There were four kids in the program in early September and now more than 40 have agreed to suit up for PURE this fall at some point, with some still navigating the transfer process. 

PURE is accredited in the state as a branch of Home Life Academy, which features NCAA accreditation. Students help maintain certain areas of campus, from cutting grass to learning how to grow crops with a new garden that recently got an irrigation system, outside of traditional course work.

It's a far cry from the public school systems left behind, according to the team's best-known player.

"It’s a big, big difference," said Carter, who holds more than a dozen FBS scholarship offers. "There’s one-on-one teaching, they make sure you understand stuff before you move on. In public school, if the majority of the class got it, the teacher just moves on. Here, we’ve got kids in different grades so we have four different subjects to study together. 

"The days are fun. At first it was hard. I wasn’t used to it because I was in the public school system. We work out in the morning, then we go to school, then back to football practice and then after that we probably do a little something like watch football." 

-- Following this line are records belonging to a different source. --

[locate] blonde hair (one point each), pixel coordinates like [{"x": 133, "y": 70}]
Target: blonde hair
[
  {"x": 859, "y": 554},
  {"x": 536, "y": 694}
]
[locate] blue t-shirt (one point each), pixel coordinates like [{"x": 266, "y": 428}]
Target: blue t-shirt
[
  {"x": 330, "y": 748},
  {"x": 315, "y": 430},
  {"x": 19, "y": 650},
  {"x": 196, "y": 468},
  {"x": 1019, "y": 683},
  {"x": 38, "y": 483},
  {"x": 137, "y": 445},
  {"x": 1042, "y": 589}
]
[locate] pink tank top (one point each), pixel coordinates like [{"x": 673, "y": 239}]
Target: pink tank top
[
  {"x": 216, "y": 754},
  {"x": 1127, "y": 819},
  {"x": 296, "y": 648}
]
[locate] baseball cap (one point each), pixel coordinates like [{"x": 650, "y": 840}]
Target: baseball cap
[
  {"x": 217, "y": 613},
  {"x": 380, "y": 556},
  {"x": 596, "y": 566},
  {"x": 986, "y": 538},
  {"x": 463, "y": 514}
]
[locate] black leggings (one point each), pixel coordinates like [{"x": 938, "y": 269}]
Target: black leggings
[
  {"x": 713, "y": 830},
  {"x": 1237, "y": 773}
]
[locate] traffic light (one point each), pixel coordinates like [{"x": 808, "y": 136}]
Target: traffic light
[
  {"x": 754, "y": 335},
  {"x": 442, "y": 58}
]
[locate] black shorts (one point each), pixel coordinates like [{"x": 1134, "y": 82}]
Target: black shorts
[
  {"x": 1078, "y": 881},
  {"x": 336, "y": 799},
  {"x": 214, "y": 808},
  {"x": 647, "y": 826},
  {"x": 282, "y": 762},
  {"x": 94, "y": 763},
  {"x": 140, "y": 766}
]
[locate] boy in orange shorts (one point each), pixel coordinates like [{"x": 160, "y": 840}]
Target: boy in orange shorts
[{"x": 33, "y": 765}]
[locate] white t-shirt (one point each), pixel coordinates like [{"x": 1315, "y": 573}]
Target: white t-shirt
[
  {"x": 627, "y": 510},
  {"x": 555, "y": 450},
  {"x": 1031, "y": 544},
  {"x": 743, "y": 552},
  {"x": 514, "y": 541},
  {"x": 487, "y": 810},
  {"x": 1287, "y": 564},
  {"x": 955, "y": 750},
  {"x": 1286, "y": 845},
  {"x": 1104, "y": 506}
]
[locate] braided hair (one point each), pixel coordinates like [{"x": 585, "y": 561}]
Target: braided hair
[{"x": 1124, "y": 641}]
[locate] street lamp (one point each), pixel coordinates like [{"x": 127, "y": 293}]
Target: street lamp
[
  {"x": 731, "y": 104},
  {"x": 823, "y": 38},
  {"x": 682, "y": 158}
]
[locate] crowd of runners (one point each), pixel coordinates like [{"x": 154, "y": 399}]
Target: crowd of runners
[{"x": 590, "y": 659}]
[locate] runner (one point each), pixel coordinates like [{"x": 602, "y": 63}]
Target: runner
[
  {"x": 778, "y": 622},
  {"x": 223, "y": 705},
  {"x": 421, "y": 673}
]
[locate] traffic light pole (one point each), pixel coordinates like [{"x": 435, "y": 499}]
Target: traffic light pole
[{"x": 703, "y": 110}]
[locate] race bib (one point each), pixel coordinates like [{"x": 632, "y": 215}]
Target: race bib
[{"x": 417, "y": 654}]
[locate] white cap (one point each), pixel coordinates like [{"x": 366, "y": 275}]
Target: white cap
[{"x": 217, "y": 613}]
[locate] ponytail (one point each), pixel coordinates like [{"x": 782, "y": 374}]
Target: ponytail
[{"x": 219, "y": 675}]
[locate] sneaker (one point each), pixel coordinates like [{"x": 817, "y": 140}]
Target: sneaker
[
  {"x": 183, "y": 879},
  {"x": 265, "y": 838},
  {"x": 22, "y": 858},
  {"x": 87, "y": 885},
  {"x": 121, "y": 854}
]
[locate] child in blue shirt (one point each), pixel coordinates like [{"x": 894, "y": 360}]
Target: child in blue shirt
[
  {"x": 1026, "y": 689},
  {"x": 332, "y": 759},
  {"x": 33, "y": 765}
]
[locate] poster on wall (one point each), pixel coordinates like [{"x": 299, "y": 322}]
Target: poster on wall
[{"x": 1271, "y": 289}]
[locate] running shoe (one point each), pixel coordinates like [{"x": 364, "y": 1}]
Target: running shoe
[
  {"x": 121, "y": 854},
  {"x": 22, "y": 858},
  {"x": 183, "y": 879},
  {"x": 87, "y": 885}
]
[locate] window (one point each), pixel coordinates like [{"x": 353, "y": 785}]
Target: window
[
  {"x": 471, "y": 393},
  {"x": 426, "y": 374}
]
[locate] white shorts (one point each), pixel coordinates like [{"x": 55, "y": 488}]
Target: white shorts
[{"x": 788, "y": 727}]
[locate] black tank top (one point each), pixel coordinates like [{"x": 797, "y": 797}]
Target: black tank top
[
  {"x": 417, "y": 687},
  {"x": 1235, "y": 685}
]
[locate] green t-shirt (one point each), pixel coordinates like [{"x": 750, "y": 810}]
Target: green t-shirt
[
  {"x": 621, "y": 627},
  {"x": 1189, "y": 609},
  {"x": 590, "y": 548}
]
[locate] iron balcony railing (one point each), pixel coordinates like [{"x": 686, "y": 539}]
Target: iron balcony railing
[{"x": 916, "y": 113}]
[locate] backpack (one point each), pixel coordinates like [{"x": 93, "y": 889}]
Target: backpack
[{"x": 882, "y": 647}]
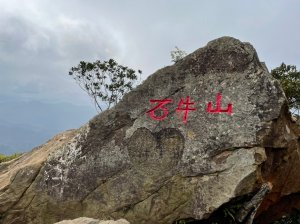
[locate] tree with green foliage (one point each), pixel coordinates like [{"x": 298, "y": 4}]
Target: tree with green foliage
[
  {"x": 177, "y": 54},
  {"x": 104, "y": 81},
  {"x": 289, "y": 78}
]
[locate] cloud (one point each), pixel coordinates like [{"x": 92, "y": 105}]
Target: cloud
[{"x": 36, "y": 55}]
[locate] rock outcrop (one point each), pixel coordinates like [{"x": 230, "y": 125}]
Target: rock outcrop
[{"x": 125, "y": 164}]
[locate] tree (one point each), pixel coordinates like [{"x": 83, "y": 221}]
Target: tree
[
  {"x": 105, "y": 81},
  {"x": 289, "y": 78},
  {"x": 177, "y": 54}
]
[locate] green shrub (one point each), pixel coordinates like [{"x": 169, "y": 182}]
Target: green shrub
[{"x": 5, "y": 158}]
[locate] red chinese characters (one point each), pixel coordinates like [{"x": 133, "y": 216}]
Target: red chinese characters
[
  {"x": 160, "y": 105},
  {"x": 186, "y": 107},
  {"x": 219, "y": 106}
]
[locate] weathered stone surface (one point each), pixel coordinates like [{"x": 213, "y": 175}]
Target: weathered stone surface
[
  {"x": 83, "y": 220},
  {"x": 123, "y": 164}
]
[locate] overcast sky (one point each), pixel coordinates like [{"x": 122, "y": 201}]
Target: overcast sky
[{"x": 41, "y": 39}]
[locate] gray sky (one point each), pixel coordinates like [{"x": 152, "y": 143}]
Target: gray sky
[{"x": 41, "y": 39}]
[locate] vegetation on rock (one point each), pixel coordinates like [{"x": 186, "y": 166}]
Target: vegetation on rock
[
  {"x": 289, "y": 78},
  {"x": 5, "y": 158},
  {"x": 104, "y": 81}
]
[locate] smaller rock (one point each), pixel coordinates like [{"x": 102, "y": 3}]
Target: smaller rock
[{"x": 84, "y": 220}]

Cole's debut as the head coach Friday night is as full circle as it gets. His athletic talent got him that Division I scholarship yet his off-the-field life was often on the wrong side of the fence. 

"I’m just like these kids," he said. "I grew up with a grandma that was a heroin addict, I became a teenage father at the age of 14 and got involved in dealing drugs and gangs but I still had a passion for football. I straddled that fence and ultimately earned a college scholarship at Bowling Green State University in Urban Meyer’s last recruiting class. 

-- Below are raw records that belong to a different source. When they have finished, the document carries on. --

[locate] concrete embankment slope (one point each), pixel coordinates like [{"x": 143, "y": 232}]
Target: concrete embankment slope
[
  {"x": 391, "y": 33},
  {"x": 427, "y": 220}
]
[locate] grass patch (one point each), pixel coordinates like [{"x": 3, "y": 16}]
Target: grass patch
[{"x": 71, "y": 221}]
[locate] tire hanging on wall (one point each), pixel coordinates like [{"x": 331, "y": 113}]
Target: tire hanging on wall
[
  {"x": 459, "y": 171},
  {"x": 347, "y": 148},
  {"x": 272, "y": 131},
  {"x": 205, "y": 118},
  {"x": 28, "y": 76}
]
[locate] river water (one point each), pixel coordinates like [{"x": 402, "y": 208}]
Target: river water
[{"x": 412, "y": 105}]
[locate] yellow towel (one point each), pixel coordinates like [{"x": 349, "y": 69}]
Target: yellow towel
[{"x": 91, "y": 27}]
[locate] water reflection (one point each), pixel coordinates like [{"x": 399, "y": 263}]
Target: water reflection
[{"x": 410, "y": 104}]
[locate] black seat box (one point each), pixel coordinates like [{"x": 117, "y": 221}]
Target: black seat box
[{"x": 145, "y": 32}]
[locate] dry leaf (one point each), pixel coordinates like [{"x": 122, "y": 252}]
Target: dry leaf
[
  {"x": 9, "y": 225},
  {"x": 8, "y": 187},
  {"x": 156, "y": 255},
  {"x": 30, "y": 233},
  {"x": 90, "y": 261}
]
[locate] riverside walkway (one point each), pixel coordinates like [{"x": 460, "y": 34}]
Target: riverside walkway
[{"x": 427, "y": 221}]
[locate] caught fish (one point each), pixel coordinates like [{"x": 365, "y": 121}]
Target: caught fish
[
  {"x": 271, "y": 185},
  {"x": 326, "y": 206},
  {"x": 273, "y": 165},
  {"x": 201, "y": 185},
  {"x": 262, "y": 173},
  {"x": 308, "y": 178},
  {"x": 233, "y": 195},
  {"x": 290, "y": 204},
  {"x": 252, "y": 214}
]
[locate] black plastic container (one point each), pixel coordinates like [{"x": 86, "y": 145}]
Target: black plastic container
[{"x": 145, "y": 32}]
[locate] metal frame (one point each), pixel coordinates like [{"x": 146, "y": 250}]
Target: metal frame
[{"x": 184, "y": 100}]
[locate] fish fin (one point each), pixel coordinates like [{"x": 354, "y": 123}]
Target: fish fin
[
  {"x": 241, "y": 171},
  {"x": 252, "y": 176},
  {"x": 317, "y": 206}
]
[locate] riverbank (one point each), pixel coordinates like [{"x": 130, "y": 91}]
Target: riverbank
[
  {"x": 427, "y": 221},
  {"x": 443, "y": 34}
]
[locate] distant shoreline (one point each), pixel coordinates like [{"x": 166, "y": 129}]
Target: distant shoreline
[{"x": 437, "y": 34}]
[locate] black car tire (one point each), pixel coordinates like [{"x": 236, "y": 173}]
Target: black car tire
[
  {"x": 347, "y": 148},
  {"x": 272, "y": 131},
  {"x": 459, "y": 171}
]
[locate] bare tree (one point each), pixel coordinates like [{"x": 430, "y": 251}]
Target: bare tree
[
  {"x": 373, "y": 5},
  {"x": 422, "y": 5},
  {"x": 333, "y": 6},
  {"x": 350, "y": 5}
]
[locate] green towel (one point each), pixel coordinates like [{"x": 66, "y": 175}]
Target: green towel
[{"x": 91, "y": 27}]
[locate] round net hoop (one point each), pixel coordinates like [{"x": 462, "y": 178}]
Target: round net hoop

"Going into my sophomore year, I was in a shootout and ended up getting shot in the head, which ended my career. I was back in the streets and selling drugs."

In 2008 Cole faced felony drug charges and spent time in prison, where he says he made "a pact with God" about surviving that time in order to help others in similar situations avoid the same fate.

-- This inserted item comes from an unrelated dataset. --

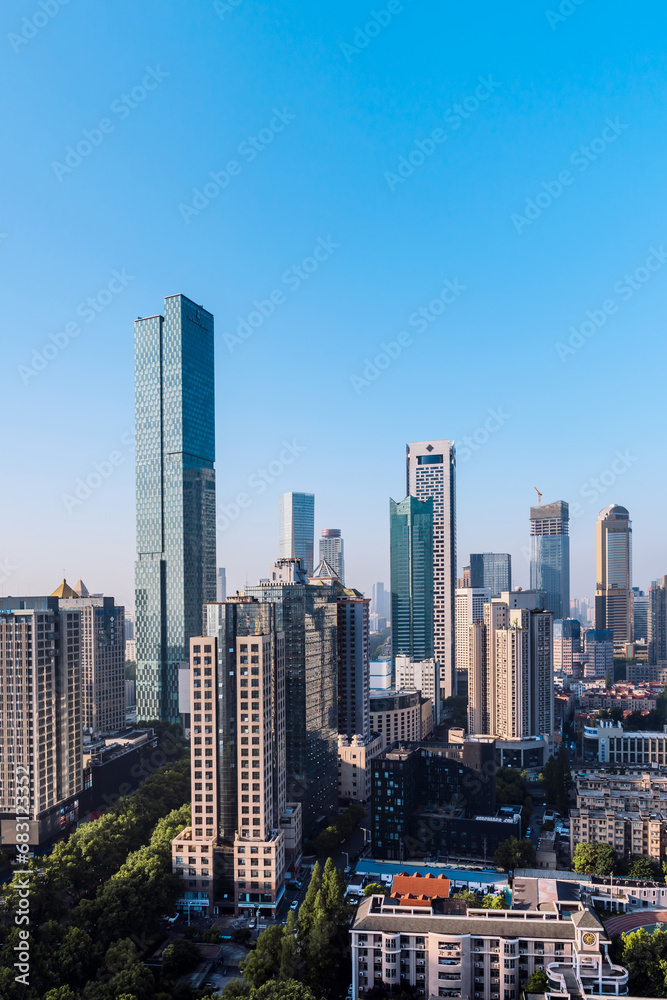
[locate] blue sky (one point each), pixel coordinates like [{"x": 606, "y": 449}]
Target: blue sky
[{"x": 540, "y": 200}]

PURE was founded just three years later, right in his native Memphis.

"I directly look like these kids, used to be these kids," he said. "My message to them is, ‘Hey if you don’t listen to me then you’ll soon go where I’ve been. And it’s not a guarantee that you’ll return.' I’m a direct, 24/7 example of how it can go wrong real fast and also how you can recover if you have some fight and grit to go with it.

"What our organization does is take kids in year-round, 365 days living on campus. We volunteer with the kid and their parents. We focus on education. Our curriculum is heavily agriculture- and STEM-driven."

Cole's star quarterback could see himself on a bad path before linking up with the organization. 

"I think I’d probably be somewhere doing something crazy," Carter says of life without PURE "Like coach says, I was a knucklehead, so I’d probably still have that same attitude. Disrespecting my mom, grandparents and all that. Probably be kicked out the house right now.

"I really appreciate it because coach taught me character. I didn’t really grow up on all that. I was just a kid thinking I was good at football. Coach showed me I really wasn’t. Going out to see the kids from different cities and states at all those camps—it humbled me at a younger age."

Since, the 6-foot-3, 200-pound junior has had a different focus. Plenty of top programs like Auburn, Florida State and Baylor, have come calling and more could be on the way. He is now healthy after missing most of the 2019 season due to a torn ACL, too, something several programs have inquired about. 

Until a few weeks ago, Carter was going to work on posting more video workouts to prove his physical progression, Now he’ll be able to suit up and get in that all-important game tape beginning tonight. 

"That’s why I’m really trying to get back on the field, to show the schools that I can bounce back from an injury and be the same Tevin,” he said.

PURE currently has three games scheduled for the near future and could soon add more.

The team may still not feature an official mascot by then, but it'll be a collection of former public school rivals coming together to put their talent on tape.